Illegal border crossings plunged in June to their lowest level since President Joe Biden's first full month in office.
Border officials apprehended 99,545 individuals in between ports of entry at the U.S.-Mexico border last month, the first time this figure has fallen below 100,000 since February 2021. It’s a 42 percent decline from May, when the Biden administration implemented a series of new immigration policies in an effort to blunt a potential surge after lifting Title 42, a pandemic-era order that allowed border agents to immediately expel millions of migrants on Covid prevention grounds.
Total border encounters in June, including individuals who presented at ports of entry with or without an appointment, through the government’s CBP One app, totaled just under 145,000 — a 30 percent decrease from May and the second lowest figure in two years.
The Biden administration touted the decline in a press release on Tuesday, attributing the drop to its carrot-stick policy response, a combination of tough consequences for unlawful border crossers with an expansion of lawful pathways and processes for those coming to the country legally.
“Our sustained efforts to enforce consequences under our longstanding Title 8 authorities, combined with expanding access to lawful pathways and processes, have driven the number of migrant encounters along the Southwest border to their lowest levels in more than two years. We will remain vigilant,” said Troy A. Miller, a senior Customs and Border Protection official, in a statement.

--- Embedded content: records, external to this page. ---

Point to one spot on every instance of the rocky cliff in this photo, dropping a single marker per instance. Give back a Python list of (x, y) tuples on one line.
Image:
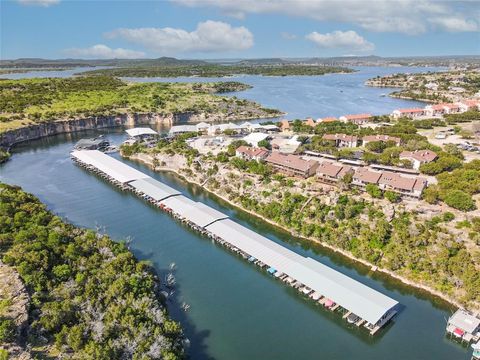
[(12, 137)]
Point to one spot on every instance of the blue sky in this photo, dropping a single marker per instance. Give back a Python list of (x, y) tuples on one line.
[(237, 29)]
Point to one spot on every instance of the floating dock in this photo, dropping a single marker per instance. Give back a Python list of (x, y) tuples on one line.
[(311, 278)]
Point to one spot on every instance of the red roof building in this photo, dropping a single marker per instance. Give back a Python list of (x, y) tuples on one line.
[(250, 153), (418, 157), (383, 138), (292, 164), (330, 173), (342, 140), (358, 119)]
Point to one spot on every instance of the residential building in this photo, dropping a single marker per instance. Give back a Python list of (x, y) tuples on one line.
[(286, 145), (284, 125), (470, 104), (250, 153), (327, 119), (342, 140), (464, 326), (452, 108), (255, 138), (418, 157), (409, 186), (409, 113), (329, 172), (202, 127), (364, 176), (383, 138), (358, 119), (435, 110), (292, 165), (309, 122)]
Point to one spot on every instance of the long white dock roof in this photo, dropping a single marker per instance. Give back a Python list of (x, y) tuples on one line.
[(141, 131), (352, 295), (109, 165), (196, 212), (155, 189)]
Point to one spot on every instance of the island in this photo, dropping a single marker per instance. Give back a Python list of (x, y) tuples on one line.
[(434, 87), (47, 106)]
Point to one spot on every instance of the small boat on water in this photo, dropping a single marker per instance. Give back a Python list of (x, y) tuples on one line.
[(96, 143), (110, 149), (352, 318), (170, 280)]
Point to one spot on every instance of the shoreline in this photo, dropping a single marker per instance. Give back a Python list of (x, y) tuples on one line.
[(337, 250)]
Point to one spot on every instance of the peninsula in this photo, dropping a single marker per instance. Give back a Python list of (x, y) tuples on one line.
[(396, 237), (84, 296)]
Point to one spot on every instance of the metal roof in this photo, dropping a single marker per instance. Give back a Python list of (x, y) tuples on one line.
[(141, 131), (203, 215), (465, 321), (362, 300), (196, 212), (182, 129), (155, 189), (110, 166), (179, 204)]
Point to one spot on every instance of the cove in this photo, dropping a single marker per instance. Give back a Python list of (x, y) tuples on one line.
[(237, 311)]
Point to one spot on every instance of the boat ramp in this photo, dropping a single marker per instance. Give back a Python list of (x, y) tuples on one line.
[(333, 290)]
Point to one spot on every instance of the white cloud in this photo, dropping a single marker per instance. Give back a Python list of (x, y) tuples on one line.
[(104, 52), (403, 16), (44, 3), (455, 24), (348, 40), (288, 36), (209, 36)]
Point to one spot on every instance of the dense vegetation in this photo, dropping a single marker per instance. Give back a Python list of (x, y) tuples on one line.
[(23, 102), (456, 188), (4, 156), (444, 86), (217, 70), (422, 251), (90, 298)]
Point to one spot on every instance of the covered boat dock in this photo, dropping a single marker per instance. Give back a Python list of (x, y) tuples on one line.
[(322, 284), (365, 302)]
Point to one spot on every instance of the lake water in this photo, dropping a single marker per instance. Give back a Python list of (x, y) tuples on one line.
[(237, 311), (318, 96)]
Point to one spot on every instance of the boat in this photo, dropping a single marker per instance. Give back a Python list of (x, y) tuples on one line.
[(96, 143), (170, 280), (352, 318), (110, 149)]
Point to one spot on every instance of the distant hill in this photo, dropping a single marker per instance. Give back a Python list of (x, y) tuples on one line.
[(370, 60)]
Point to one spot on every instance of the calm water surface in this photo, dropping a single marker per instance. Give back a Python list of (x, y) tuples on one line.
[(318, 96), (237, 311)]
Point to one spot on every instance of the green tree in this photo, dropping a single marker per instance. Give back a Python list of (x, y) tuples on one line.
[(460, 200), (374, 191)]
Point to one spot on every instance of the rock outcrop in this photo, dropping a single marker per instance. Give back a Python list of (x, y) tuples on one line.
[(32, 132), (15, 296)]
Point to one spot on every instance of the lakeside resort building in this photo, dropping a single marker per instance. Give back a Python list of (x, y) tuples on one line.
[(292, 165), (418, 157), (464, 326), (251, 153), (358, 303)]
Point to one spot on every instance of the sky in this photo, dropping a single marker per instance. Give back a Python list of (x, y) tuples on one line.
[(212, 29)]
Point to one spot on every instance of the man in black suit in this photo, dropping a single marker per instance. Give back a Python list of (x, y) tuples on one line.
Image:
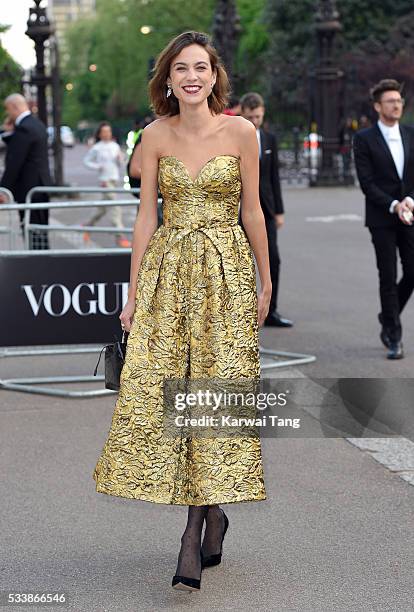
[(253, 109), (384, 159), (27, 164)]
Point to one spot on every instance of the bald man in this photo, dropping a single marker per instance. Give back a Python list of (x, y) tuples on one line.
[(27, 164)]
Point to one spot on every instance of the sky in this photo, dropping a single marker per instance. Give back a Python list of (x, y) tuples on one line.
[(20, 47)]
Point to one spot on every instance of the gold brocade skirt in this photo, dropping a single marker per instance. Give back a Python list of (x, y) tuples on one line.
[(195, 317)]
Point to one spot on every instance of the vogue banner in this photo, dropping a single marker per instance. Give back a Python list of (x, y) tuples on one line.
[(62, 299)]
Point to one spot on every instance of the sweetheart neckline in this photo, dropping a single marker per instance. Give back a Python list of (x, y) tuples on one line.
[(202, 167)]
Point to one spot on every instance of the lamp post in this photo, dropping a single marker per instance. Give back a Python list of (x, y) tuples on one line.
[(39, 29), (328, 81), (226, 30)]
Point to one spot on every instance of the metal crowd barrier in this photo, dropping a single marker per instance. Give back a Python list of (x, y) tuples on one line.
[(38, 385)]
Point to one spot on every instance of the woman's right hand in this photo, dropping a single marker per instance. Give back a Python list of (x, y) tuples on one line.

The data dump comes a day before a federal judge is set to hear a challenge to the Biden administration’s asylum ban that bars some migrants from applying for the protection if they cross the border illegally or fail to first apply for safe harbor while crossing through another country on the way to the U.S.
U.S. District Judge Jon S. Tigar, an Obama nominee in Oakland, Calif., struck down a similar so-called transit ban under the Trump administration. If the judge blocks Biden’s asylum ban, the administration would lose its strictest deterrence measure to date.
Administration officials have rejected the notion that the two-year rule is like the Trump transit ban, arguing that it’s not a “categorical ban” on asylum-seekers. Instead, the administration emphasizes that asylum-seekers can apply for an appointment through the CBP smartphone app and that the U.S. is accepting 30,000 migrants a month from Cuba, Haiti, Nicaragua and Venezuela through its humanitarian parole program. The administration has also expanded a family reunification “parole” program to include people from Guatemala, El Salvador, Honduras and Colombia.
For the White House, the southern border has long remained a political headache — one that’s not expected to subside through 2024 as Republicans seize on the border as a base rallying issue. While administration officials see promise in the plummeting numbers, they also believe the administration’s policy response is a Band-aid approach, one that can’t fix a broken immigration system or guarantee the prevention of another surge without a rewrite of immigration laws in Congress.